The proposed threshold for reporting is transactions totalling more than $20,000 per asset per exchange per year. However, this threshold has been subject to debate, and the final rules—still being finalised as of early 2026—may differ.

Who must report and when

Crypto exchanges, custodians, and other “digital-asset brokers” are now required by law to report. This includes:

  • Centralised cryptocurrency exchanges (Coinbase, Kraken, etc.)
  • Decentralised finance platforms (to the extent they have custodial control)
  • Crypto payment processors
  • Cryptocurrency lending platforms
  • Wallet providers that facilitate transactions
  • Staking-as-a-service providers

The first reporting deadlines have been delayed multiple times as the IRS and Treasury refine the form and rules. The current expectation is that brokers will begin filing 1099-DA for tax year 2024 transactions, with filings due in early 2025 or 2026. Customers should expect to receive copies of the forms around the same time they receive traditional 1099 forms from their brokers.

Cost basis tracking challenges

One of the major hurdles is cost basis.
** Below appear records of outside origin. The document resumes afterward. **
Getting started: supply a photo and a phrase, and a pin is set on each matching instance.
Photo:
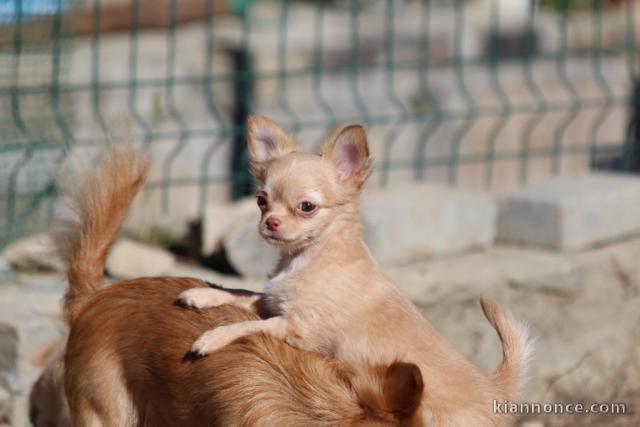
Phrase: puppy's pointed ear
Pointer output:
(403, 388)
(267, 141)
(348, 150)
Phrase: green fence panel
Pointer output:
(482, 94)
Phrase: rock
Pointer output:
(418, 221)
(8, 368)
(129, 259)
(248, 253)
(220, 219)
(571, 212)
(35, 252)
(8, 347)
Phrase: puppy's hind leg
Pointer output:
(215, 296)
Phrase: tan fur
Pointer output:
(127, 364)
(47, 403)
(100, 207)
(329, 295)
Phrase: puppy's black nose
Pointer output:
(273, 223)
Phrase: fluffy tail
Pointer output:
(99, 208)
(517, 348)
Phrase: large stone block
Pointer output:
(402, 224)
(571, 212)
(423, 220)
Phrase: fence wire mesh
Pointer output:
(483, 94)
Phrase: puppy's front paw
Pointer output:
(201, 298)
(213, 340)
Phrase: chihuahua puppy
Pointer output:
(328, 295)
(126, 361)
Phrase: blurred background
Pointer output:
(505, 137)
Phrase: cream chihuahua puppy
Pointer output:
(327, 293)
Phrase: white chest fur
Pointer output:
(276, 285)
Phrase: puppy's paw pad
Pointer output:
(197, 298)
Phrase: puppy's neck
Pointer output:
(339, 236)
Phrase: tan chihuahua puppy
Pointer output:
(327, 293)
(124, 364)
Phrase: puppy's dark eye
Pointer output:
(307, 207)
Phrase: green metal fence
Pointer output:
(485, 94)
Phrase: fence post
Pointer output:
(243, 92)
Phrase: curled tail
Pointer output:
(517, 348)
(99, 206)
A stock broker can easily track the price you paid for a stock and the price you sold it for. But crypto trading is more complex. Many traders:

  • Buy crypto on multiple exchanges
  • Transfer coins between wallets and exchanges
  • Use layer-2 solutions or decentralised protocols not connected to any single broker

A single exchange may not have complete cost-basis data for a customer’s assets. If you bought Bitcoin on Coinbase, moved it to Kraken, sold it, and then bought more on Kraken, Kraken has no record of your original cost basis—only the basis from your purchase on Kraken.

The IRS recognizes this problem. The proposed rules allow brokers to report cost basis only when they have reliable information. If a broker lacks cost-basis data, it may report zero cost basis, leaving the customer to provide the correct basis on their own tax return. This puts the burden partly on traders to maintain meticulous records, especially if they move coins across exchanges.

Self-custody and reporting gaps

A significant loophole remains: self-custody. If you hold crypto in a private wallet that you alone control, no third party has visibility into your transactions. The IRS currently lacks the tools to identify such transactions unless you voluntarily report them.

However, the IRS has shown interest in closing this gap. The proposed rules also target payment processors and platforms that facilitate peer-to-peer crypto transactions. If you sell Bitcoin to a friend via a payment protocol, the processor may eventually be required to report it. The practical scope of such reporting remains unclear, especially for truly peer-to-peer, non-custodial trades that do not pass through a regulated intermediary.

Matching and enforcement

The real power of 1099-DA reporting lies in IRS matching. When a 1099-DA filed by an exchange shows a $100,000 gain and your tax return reports a $50,000 gain, the IRS can automatically generate a notice. The matching algorithm flags discrepancies, and the agency can follow up with audits or assessments.

This marks a substantial shift in enforcement posture. In the pre-1099-DA era, the IRS relied on tip-offs, random audits, and cross-checks of wallet addresses appearing in news reports or law-enforcement cases. Going forward, the IRS will have systematic, year-after-year data on millions of traders, enabling much more efficient identification of under-reported income.

International and decentralised complications

The law’s scope abroad remains ambiguous. A US citizen trading on a foreign exchange (say, Binance’s Singapore entity) may or may not receive a 1099-DA, depending on whether the foreign broker is deemed a “broker” under US law and whether it has registered as such. The IRS has signalled that it will pursue reporting from foreign brokers, but enforcement is patchy.

Decentralised exchanges (DEXes) present an even thornier problem. If you trade tokens on a smart contract-based DEX with no central operator, there is no entity to file a 1099-DA. The transaction is visible on-chain but not reported to the IRS unless you do so yourself. The IRS may eventually use blockchain analysis to identify such transactions, but that technology is still developing.